After the second video was released, a TeamBMM website appeared on GeoCities. Here, users could download the "burning software" they saw in the video. The small application was in fact a dummy that appeared to be writing information to a disc, regardless of whether or not a disc was present. The website's bandwidth was exceeded in a matter of hours and GeoCities restricted users from visiting it for the next several days.

By this time the GameCube community had figured out that the videos were staged. The third and final video of the hackers burning the game onto a snack cracker was about as legitimate as President Clinton's press conference in which he stated he "did not have sexual relations with that woman, Miss Lewinsky." By the time the third video was released, it was too late. The first two videos would continue to fool people on gaming forums and message boards for several more weeks.

Aftermath
There were those who doubted Team BMM from the very beginning, and they were right. The Team BMM videos used clever editing to fool viewers into thinking they were copying GameCube games with ease. Once it was confirmed that the videos were fake, site administrators deleted them from their servers and people were unable to download them. With the videos unavailable, no more people were able to view them and believe them and the incident was quickly forgotten.

Stories about video game piracy would continue to make headlines for the rest of 2002. In July, just two months after the Team BMM video craze, an anonymous donor offered a $200,000 dollar prize to anyone who could get Linux to run on the Microsoft Xbox. Less than a month later, the Xbox Linux Project announced that it had succeeded in booting the console to a fully-controllable network-enabled state. The floodgates of the Xbox homebrew community were now open.

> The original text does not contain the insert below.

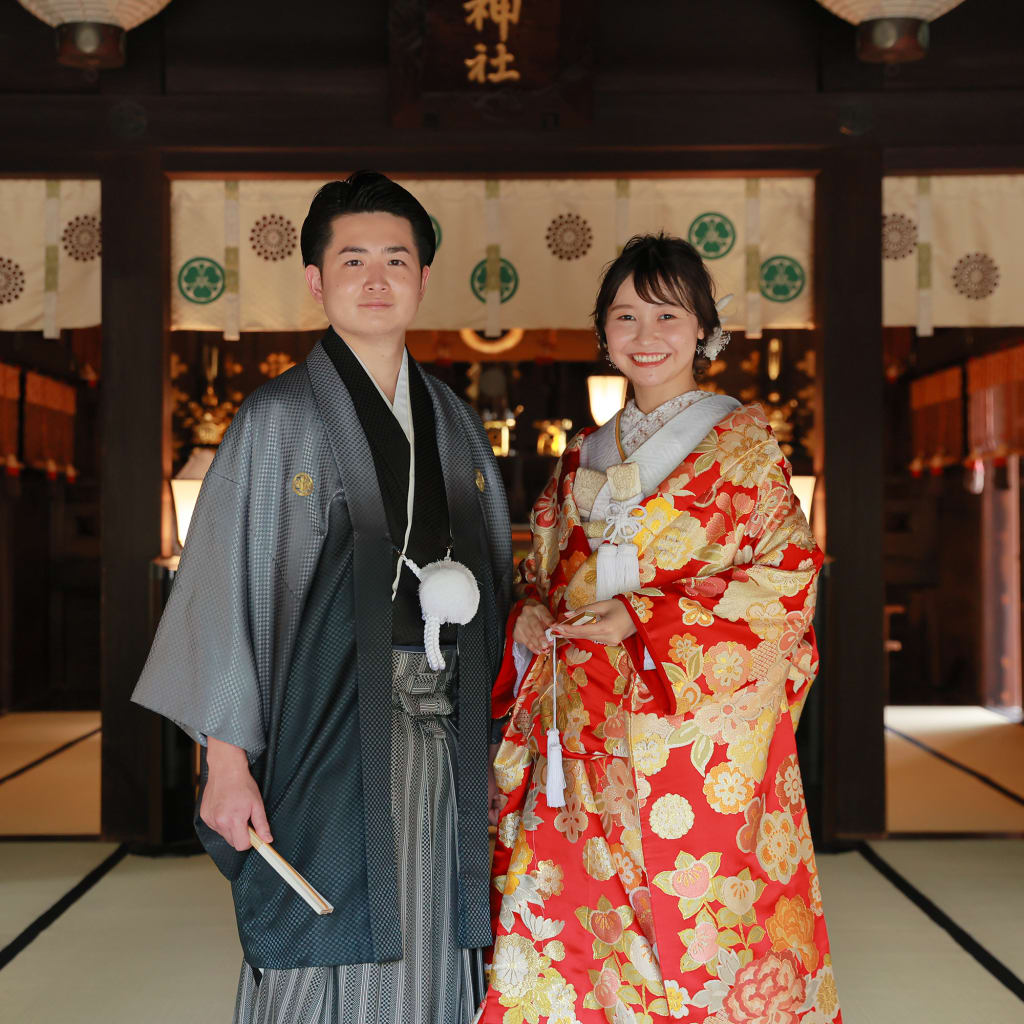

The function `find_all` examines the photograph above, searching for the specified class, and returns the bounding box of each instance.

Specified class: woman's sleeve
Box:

The Nintendo GameCube's protection was finally defeated in 2003. An exploit was discovered in the game Phantasy Star Online that allowed hackers to connect a GameCube to a PC using a broadband adapter and load small amounts of data to it. Soon afterwards, they were able to extract game data to ISO images that were released online. The first fully playable game to be ripped for the GameCube was Animal Crossing. By the end of 2003, the last anti-piracy measures had been defeated and video game consoles were wide open to modifications.

Closing Thoughts
So what's the point of all this? The point is that you should never underestimate the power of smart people with video cameras. While the impact that Team BMM had on the gaming community was not long-lasting, it was incredibly far reaching for such a short period of time. The other message is that you shouldn't believe everything you hear, especially on the Internet! The only people who remember Team BMM today are those who were part of it, and yes, we are still laughing about it!